For the entire collection see [Zbl 1104.11003].

The first task was relatively straightforward, but the second posed a problem since I had already written and published an expository article on the dilogarithm some 15 years earlier. (In fact, that paper, originally written as a lecture in honor of Friedrich Hirzebruch’s 60th birthday, had appeared in two different Indian publications during the Ramanujan centennial year – see J. Math. Phys. Sci. 22, No. 1, 131–145 (1988; Zbl 0669.33001)). It seemed to make little sense to try to repeat in different words the contents of that earlier article. On the other hand, just reprinting the original article would mean omitting several topics which were either developed since it was written or which were omitted then but are of more interest now in the context of the appearances of the dilogarithm in mathematical physics.

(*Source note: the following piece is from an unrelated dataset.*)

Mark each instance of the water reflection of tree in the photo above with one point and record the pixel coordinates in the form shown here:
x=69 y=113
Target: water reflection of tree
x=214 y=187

The solution I finally decided on was to write a text consisting of two chapters of different natures. The first is simply an unchanged copy of the 1988 article, with its original title, footnotes, and bibliography, reprinted by permission from the book “Number theory and related topics”, Pap. Ramanujan Colloq., Bombay/India 1988, Stud. Math., Tata Inst. Fundam. Res. 12, 231–243 (1989; Zbl 0744.33011)).

In this chapter we define the dilogarithm function and describe some of its more striking properties: its known special values which can be expressed in terms of ordinary logarithms, its many functional equations, its connection with the volumes of ideal tetrahedra in hyperbolic 3-space and with the special values at \(s=2\) of the Dedekind zeta functions of algebraic number fields, and its appearance in algebraic \(K\)-theory; the higher polylogarithms are also treated briefly. The second, new, chapter gives further information as well as some more recent developments of the theory. Four main topics are discussed here. Three of them – functional equations, modifications of the dilogarithm function, and higher polylogarithms – are continuations of themes which were already begun in Chapter I. The fourth topic, Nahm’s conjectural connection between (torsion in) the Bloch group and modular functions, is new and especially fascinating.

We discuss only some elementary aspects concerning the asymptotic properties of Nahm’s \(q\)-expansions, referring the reader for the deeper parts of the theory, concerning the (in general conjectural) interpretation of these \(q\)-series as characters of rational conformal field theories, to the beautiful article by Nahm on pp. 67–132 in this volume [Zbl 1193.81092]. ...

Each of the two chapters has its own bibliography, that of Chapter I being a reprint of the original one and that of Chapter II giving some references to more recent literature. I apologize to the reader for this somewhat artificial construction, but hope that the two parts of the paper can still be read without too much confusion and perhaps even with some enjoyment. My own enthusiasm for this marvelous function as expressed in the 1988 paper has certainly not lessened in the intervening years, and I hope that the reader will be able to share at least some of it.

The reader interested in knowing more about dilogarithms should also consult the long article [Prog. Theor. Phys., Suppl. 118, 61–142 (1995; Zbl 0894.11052)] of A. N. Kirillov, which is both a survey paper treating most or all of the topics discussed here and also contains many new results of interest from the point of view of both mathematics and physics.

For the entire collection see [Zbl 1104.11003].